FEDERLESIS - E Zuemuetig
01.11.2022 KolumneE Zuemuetig
Liebe treue «Federlesis»-Kolumnenleser-Innen, was wurde Ihnen in den letzten fast zehn Jahren nicht alles an Schweiss zugemutet! Regelmässig wurden Sie hineingezogen in meinen Familienalltag mit unserer Erstgeborenen, den nach dem Ultraschallbildli benannten Zwillingen «A» und «B» und meinem Angetrauten aus der Romandie, «le Welsch».
Sie mussten mitlesen, wenn wieder eine gehängt wurde bei uns daheim: eine Zwiebel. Im Kinderzimmer der schwitzenden Rotbäckli, bei der alljährlichen Wiederkehr von Saft, Schleim und Gift – während der Grippesaison.
Aber nicht nur Zwiebeln hingen bei uns daheim, sondern auch promovierte Kindergärtler wie Zwilling A, der seinerzeit am Gartenschlauch über dem Balkongeländer baumelte und seinen Mut demonstrieren wollte. Von vereinten Händen weiterer Kinder im gleichen Alter gesichert, die sich schwitzend gegenseitig Mut zukeuchten: «Eifach alli fescht häbe!»
Dass mir nach dieser Mutprobe ein paar Tage später beim Hilferuf «Mamaaa, komm schnell, ER hängt schon ganz schief! ER fällt gleich runter, ER blutet schon!» der kalte Schweiss ausbrach, verwundert nicht – obwohl «ER» sich dann nicht als übermütiger Abenteurer, sondern als betagter Milchzahn von Zwilling B herausstellte.
Ach, was habe ich – und Sie mit mir – jahrelang geschwitzt … Beim Kinder-indie-Skischuhe-stossen und weiter beim anschliessenden Hängenbleiben im Drehkreuz der Talstation der Luftseilbahn – vor den Augen erfahrener Eltern und ungeduldiger Schneesportler – notabene wegen einer Hampfele Skichneble, die man als Mutter an einem Familienskitag so mit sich schleppt! Weiter schweissnass wurde man gleichentags in Anbetracht drohender Wasserschäden durch die in die Blase gerutschte Ovomaltine, während man das dick eingepackte Kind im Kampf gegen die Zeit leise fluchend aus dem Zwiebelprinzip schälte.
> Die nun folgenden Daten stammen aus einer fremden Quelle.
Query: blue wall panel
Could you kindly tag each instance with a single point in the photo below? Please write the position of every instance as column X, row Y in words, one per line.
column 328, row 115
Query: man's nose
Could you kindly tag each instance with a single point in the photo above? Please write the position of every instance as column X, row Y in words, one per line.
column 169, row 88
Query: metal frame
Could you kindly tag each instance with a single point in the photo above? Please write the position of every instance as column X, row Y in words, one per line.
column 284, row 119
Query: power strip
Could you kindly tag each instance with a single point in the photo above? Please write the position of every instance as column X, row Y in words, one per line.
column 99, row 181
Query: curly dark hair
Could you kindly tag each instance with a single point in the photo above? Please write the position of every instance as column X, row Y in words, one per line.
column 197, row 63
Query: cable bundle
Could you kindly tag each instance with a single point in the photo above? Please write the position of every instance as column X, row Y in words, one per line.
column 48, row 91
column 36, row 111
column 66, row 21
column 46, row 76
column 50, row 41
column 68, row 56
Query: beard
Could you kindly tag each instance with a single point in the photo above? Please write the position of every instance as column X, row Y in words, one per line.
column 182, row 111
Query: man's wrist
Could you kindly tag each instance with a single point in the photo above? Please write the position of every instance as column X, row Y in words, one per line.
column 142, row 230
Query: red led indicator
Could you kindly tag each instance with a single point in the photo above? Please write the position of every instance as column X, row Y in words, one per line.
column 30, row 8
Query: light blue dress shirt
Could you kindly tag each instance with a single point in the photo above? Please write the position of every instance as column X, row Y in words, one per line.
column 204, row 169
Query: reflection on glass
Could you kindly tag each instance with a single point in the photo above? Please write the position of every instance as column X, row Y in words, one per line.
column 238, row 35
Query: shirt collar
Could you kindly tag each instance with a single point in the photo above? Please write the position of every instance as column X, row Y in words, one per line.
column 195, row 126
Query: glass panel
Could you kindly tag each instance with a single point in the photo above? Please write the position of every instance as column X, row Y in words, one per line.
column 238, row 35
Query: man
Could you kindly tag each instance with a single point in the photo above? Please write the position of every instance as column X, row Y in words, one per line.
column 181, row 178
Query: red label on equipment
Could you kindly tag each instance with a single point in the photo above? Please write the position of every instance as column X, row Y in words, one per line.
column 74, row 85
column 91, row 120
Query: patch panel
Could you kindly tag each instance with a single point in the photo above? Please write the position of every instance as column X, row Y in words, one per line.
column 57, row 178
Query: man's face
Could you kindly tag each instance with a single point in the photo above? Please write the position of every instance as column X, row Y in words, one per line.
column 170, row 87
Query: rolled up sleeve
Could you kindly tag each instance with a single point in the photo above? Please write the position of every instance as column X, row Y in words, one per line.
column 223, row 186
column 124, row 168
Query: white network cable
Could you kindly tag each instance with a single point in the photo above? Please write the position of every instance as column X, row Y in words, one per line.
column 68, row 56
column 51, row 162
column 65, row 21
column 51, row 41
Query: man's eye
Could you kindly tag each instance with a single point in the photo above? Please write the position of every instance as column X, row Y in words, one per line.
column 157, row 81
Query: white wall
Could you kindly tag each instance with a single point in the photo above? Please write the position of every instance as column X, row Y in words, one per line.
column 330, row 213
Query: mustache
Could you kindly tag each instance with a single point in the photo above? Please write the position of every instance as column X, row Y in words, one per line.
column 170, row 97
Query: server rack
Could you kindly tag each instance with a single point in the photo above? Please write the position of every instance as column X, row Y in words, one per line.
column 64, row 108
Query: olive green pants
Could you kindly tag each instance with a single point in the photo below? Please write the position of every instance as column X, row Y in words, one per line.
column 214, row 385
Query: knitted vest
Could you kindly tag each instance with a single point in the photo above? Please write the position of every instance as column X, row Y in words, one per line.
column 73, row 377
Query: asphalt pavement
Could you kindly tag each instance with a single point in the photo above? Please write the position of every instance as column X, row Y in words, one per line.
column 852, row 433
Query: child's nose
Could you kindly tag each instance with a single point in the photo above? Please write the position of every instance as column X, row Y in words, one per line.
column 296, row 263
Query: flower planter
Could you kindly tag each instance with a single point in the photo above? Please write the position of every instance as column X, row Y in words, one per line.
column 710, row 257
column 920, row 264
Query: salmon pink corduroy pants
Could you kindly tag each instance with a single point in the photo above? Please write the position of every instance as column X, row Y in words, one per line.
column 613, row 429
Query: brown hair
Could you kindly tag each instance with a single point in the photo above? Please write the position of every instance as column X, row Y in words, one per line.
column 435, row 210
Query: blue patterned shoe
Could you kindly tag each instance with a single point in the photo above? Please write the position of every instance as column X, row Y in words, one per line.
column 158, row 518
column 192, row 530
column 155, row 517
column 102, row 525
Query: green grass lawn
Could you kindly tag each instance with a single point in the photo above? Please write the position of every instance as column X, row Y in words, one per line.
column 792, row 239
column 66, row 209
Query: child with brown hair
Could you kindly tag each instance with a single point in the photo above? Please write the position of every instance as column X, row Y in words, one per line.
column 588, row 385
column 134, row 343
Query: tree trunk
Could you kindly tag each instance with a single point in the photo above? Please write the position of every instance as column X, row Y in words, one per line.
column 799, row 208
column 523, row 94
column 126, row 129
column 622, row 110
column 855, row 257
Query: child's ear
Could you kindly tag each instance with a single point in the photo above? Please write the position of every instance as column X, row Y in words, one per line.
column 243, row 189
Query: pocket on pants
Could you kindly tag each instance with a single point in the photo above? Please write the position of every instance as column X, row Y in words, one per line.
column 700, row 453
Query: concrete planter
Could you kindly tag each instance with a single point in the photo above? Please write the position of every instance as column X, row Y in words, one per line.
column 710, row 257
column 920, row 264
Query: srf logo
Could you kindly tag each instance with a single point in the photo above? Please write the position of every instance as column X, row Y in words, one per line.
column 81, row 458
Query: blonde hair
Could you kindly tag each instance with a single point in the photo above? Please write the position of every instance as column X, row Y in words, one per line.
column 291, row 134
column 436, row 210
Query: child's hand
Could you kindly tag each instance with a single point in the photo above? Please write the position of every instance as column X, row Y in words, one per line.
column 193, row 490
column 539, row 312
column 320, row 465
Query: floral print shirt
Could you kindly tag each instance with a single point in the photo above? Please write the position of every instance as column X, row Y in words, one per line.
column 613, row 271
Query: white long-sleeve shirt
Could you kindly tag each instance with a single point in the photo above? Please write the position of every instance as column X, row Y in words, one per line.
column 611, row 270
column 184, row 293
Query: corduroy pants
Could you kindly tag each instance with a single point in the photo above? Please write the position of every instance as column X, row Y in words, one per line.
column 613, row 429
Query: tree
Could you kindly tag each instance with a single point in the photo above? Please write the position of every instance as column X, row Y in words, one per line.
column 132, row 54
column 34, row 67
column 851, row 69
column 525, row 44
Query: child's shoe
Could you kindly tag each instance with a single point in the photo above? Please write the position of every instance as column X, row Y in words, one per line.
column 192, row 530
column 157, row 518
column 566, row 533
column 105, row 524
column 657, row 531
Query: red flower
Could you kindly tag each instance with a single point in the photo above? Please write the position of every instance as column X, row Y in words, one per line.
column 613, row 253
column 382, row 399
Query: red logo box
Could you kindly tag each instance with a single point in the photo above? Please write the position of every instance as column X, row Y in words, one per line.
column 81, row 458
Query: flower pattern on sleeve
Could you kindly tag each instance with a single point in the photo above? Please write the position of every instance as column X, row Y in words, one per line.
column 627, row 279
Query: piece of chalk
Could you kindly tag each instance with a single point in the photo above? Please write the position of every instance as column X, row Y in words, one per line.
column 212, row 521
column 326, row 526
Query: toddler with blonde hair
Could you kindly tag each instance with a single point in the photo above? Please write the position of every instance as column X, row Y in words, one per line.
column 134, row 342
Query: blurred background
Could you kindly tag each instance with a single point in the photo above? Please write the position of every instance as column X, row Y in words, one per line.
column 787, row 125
Der Angstschweiss nachts, wenn am nächsten Tag das Geburifestli der Zwillinge steigen sollte. Albträume von falsch datierten Einladungen, ausgeschlagenen Schneidezähnen oder im schlimmsten Fall von durch die Torte vergifteten Gästen!
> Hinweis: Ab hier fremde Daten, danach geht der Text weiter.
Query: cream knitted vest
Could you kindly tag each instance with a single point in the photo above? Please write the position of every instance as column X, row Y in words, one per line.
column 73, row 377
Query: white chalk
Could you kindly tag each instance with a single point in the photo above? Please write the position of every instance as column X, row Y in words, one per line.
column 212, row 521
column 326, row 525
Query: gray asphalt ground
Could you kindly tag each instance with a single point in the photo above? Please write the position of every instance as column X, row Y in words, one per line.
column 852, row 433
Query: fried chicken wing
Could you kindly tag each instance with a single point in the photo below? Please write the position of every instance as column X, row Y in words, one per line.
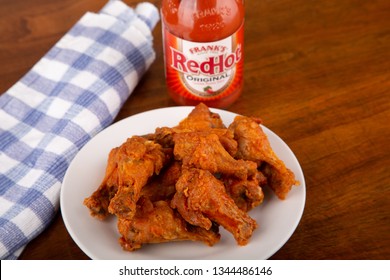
column 246, row 193
column 201, row 118
column 162, row 187
column 201, row 199
column 139, row 159
column 156, row 222
column 100, row 199
column 205, row 151
column 254, row 145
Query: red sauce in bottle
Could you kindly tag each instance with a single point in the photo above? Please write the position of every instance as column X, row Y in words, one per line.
column 203, row 50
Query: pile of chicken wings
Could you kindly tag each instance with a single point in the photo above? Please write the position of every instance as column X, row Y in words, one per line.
column 183, row 182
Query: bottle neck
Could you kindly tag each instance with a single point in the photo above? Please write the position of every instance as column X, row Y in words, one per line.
column 202, row 20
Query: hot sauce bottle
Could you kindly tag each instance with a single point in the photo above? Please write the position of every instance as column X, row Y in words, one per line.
column 203, row 50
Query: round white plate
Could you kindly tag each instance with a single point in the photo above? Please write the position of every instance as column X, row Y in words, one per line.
column 277, row 219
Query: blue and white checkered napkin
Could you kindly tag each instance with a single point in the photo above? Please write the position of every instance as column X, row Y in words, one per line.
column 70, row 95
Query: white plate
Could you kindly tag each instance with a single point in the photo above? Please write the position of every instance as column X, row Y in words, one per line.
column 277, row 219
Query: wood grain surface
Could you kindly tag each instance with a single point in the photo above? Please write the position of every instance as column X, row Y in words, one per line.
column 316, row 72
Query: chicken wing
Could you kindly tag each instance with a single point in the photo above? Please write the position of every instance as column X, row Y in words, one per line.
column 254, row 145
column 246, row 193
column 201, row 199
column 205, row 151
column 139, row 159
column 100, row 199
column 156, row 222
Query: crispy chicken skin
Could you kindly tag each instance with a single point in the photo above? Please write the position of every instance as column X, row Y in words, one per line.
column 183, row 182
column 100, row 199
column 246, row 193
column 163, row 187
column 205, row 151
column 254, row 145
column 139, row 159
column 156, row 222
column 201, row 118
column 201, row 198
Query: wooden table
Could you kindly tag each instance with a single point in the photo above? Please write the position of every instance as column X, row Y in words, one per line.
column 316, row 72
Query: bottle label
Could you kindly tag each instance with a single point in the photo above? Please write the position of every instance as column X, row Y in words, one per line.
column 204, row 71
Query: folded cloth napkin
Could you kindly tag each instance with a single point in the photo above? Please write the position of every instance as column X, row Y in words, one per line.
column 71, row 94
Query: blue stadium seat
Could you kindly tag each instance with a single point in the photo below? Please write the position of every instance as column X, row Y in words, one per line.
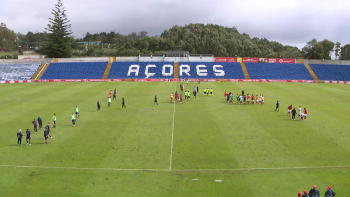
column 9, row 72
column 81, row 70
column 331, row 72
column 210, row 70
column 155, row 70
column 278, row 71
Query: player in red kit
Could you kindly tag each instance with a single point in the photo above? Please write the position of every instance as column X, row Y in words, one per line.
column 305, row 113
column 290, row 107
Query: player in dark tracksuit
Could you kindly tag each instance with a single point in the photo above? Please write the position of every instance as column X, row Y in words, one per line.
column 123, row 103
column 115, row 94
column 98, row 106
column 293, row 114
column 19, row 138
column 329, row 192
column 277, row 107
column 40, row 121
column 314, row 192
column 155, row 100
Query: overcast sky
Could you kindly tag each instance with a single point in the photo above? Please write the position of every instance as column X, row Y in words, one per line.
column 292, row 22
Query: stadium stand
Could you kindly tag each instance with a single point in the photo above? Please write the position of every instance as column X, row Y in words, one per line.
column 332, row 72
column 119, row 70
column 10, row 72
column 231, row 70
column 85, row 70
column 278, row 71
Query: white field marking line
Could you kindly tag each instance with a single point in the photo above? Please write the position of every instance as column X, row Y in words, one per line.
column 40, row 71
column 16, row 98
column 126, row 103
column 172, row 135
column 346, row 173
column 187, row 170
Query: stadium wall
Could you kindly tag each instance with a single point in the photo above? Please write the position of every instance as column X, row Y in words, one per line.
column 335, row 62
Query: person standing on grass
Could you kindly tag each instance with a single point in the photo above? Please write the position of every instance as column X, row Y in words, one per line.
column 54, row 120
column 77, row 110
column 305, row 113
column 109, row 101
column 277, row 107
column 35, row 124
column 290, row 107
column 47, row 128
column 98, row 106
column 123, row 103
column 305, row 194
column 262, row 100
column 40, row 121
column 115, row 94
column 155, row 100
column 73, row 119
column 28, row 137
column 329, row 192
column 19, row 137
column 293, row 114
column 314, row 192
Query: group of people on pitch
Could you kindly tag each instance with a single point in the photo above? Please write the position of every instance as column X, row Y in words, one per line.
column 244, row 99
column 36, row 123
column 110, row 100
column 314, row 192
column 292, row 111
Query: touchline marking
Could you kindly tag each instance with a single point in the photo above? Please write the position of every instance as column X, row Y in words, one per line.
column 346, row 173
column 172, row 134
column 186, row 170
column 11, row 102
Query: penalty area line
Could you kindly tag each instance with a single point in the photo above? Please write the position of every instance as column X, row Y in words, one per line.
column 172, row 134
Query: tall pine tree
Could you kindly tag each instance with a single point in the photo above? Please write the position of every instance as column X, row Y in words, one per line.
column 58, row 41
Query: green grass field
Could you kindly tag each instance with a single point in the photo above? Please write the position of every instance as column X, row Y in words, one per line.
column 129, row 152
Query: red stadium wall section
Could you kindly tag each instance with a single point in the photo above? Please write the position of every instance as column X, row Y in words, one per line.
column 225, row 59
column 173, row 80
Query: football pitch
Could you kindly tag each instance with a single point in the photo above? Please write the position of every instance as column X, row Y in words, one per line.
column 201, row 147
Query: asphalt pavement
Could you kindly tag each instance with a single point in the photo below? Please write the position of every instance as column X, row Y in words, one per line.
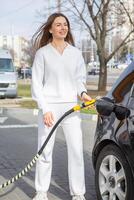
column 18, row 143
Beim Hausaufgabenmachen am Küchentisch, wenn Zwilling A nie und Zwilling B zu früh mit sich zufrieden war und ich mich nur mit den Worten aus einem Buch («Alle Kinder sind hochbegabt, wir müssen es nur erkennen und danach handeln …») abkühlen konnte.
Schweissperlen auf der Stirn, wenn beim Schulranzenkauf für die Zwillinge die Verkäuferin wild gestikulierend von Vollpackung, Leerpackung und Warnfarben erzählte und ich gleichzeitig einen Blick auf die Preisschildchen erhaschte. Wie mich ein weiterer Satz aus dem oben genannten Buch erneut ins Schwitzen brachte, als ich wegen der teuren Schulranzen den Sonntagsbraten gestrichen hatte und stattdessen nur noch Suppe auftischen wollte: «Kinder sind Adler, keine Suppenhühner!»
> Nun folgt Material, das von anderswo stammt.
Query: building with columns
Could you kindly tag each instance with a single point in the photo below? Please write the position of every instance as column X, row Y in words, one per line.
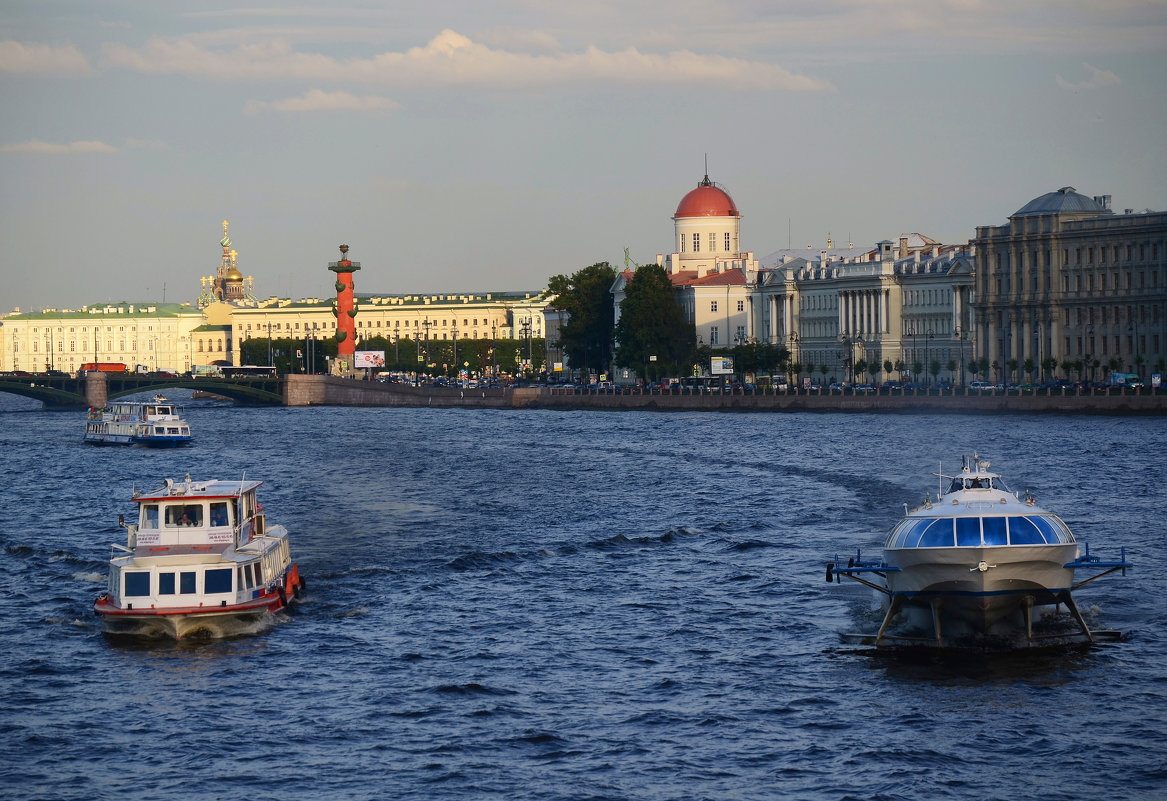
column 905, row 304
column 1068, row 279
column 179, row 338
Ich könnte beliebig weiterschreiben über Schweissausbrüche: Über unseren Hund, der eine potenziell tödliche Dosis Schokolade gefressen hatte. Von Zetteln an der Teenie-Zimmertür mit der Aufschrift: «Die Blöden bleiben draussen», über Blinddarmsymptome wegen Bratwurst und Zuckerwatte …
All dieser Schweiss war wirklich eine Zumutung! Und es sieht in meinem Mittelalter wirklich nicht so aus, als würde es weniger werden. Zukünftige Schweissausbrüche wegen drohender Wechseljahre, potenzieller Partygänger unter den Söhnen, einer Tochter mit Fernweh, Schwiegertöchtern oder sogar der Pensionierung von «le Welsch» – da wollen Sie nicht mehr mit dabei sein, das schreibe ich Ihnen!
Auch deshalb erscheint heute meine letzte Kolumne.
Danke, liebe LeserInnen, für all die schönen Begegnungen, Gespräche und Rückmeldungen während meiner «Federlesis»- Zeit.